Berlin: (hib/HAU) Schlechte Bezahlung, kurzfristige Arbeitsverträge und Mängel bei der Aus- und Weiterbildung: Die Situation der Trainer von deutschen Spitzenathleten ist unbefriedigend. In diesem Punkt waren sich Abgeordnete und Experten anlässlich der Sitzung des Sportausschusses am Mittwochnachmittag einig. Eine kurzfristige Lösung des Problems konnten jedoch weder die Vertreter der Sportwissenschaften noch jene des Deutschen Olympischen Sportbundes (DOSB) präsentieren. Zu komplex, so die Experten, sei die Materie.

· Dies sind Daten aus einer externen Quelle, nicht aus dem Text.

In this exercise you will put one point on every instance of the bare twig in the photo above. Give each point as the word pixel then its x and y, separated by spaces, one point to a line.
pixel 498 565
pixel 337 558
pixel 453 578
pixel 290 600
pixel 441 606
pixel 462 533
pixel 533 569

Der Tübinger Sportsoziologe Ansgar Thiel bekräftige vor dem Ausschuss, "die größte Baustelle des deutschen Spitzensports, ist die Situation des Trainers". Ein erfolgreicher Trainer, so Thiel, sei ein gut informierter Trainer. Die Struktur der Informationsversorgung sei in Deutschland jedoch mangelhaft: "Die Verzahnung zwischen universitärer Forschung und dem Trainingsbetrieb ist nicht da." In den USA, Kanada und Australien sei zudem die Zahl der an Hochschulen ausgebildeten Trainer um ein Vielfaches höher als in Deutschland, sagte Thiel. Die Aufgaben eines Trainers, der heutzutage "kein Übungsleiter mehr ist", seien vielschichtig und vielfach unklar. Daher seien seine Leistungen auch schwierig zu evaluieren. Keinesfalls fehle es am Engagement der Trainer, stellte Jürgen Mallow, Sportdirektor des Deutschen Leichtathletik-Verbandes (DLV) klar. Er kritisierte die komplizierten Anstellungsverhältnisse der Trainer, die Folge der Abhängigkeit vom Athleten und der Öffentlichkeit seien. Es müsse ermöglicht werden, dass ein hochspezialisierter Hammerwerfertrainer nach zehnjähriger Tätigkeit nicht in die Arbeitslosigkeit entlassen werden müsse, sondern als hauptamtlicher Nachwuchstrainer weiterbeschäftigt werden könne. Derzeit fehle es jedoch an hauptamtlichen Trainerstellen: Habe es im Bereich des DLV 1992 noch 50 Stellen gegeben, seien es jetzt noch 32,5.
Auf die komplexen Anforderungen an einen Spitzentrainer verwies die Degenfechterin Claudia Bokel, die sowohl Athleten-Sprecherin des DOSB als auch Mitglied der Athletenkommission des Internationalen Olympischen Komitees (IOC) ist. Der Trainer müsse einerseits eine hohe Spezialisierung in seiner Sportart haben. Anderseits müsse er auch als erster Ansprechpartner des Athleten psychologisch, sportmedizinisch, ernährungswissenschaftlich und auf der Management-Ebene gebildet sein. "Mein Trainer war zudem manchmal auch noch Busfahrer und Reiseorganisator", so Bokel. Angesichts der unattraktiven Bezahlung sei es nicht verwunderlich, dass es Probleme bei der Trainernachwuchsgewinnung gäbe. Bokel regte an, Trainer vermehrt bei Bundeswehr und Bundespolizei anzustellen. DOSB-Generalsekretär Michael Vesper verwies darauf, dass Dank einer Erhöhung der Mittel im Bundeshaushalt 2008 die Situation bei Trainern verbessert werden konnte. Die Bezüge seien um sieben Prozent angehoben worden. Zudem habe man 40 zusätzliche hauptamtliche Bundestrainerstellen geschaffen.
Die Koalitionsfraktionen betonten, mit der Aufstockung der Haushaltsmittel einen "ersten Schritt" zur Verbesserung der Situation gemacht zu haben. Probleme der Arbeitsplatzsicherheit und des Wissenstransfers müssten noch gelöst werden. Dass laut einer Studie Ansgar Thiels über deutsche Spitzentrainer 27 Prozent "informationsabstinent" seien, habe ihn "vom Hocker gerissen" sagte der Vertreter der FDP-Fraktion. Die Informationsversorgung müsse unbedingt verbessert werden. Während die Linksfraktion kritisierte, dass nur zwölf Prozent der Spitzentrainer Frauen seien, die zudem auch noch deutlich schlechter bezahlt würden als ihre männlichen Kollegen, forderten die Grünen eine bessere Bezahlung der Trainer. Dies sei wichtiger, als hohe Prämien für den Erfolgsfall auszuloben.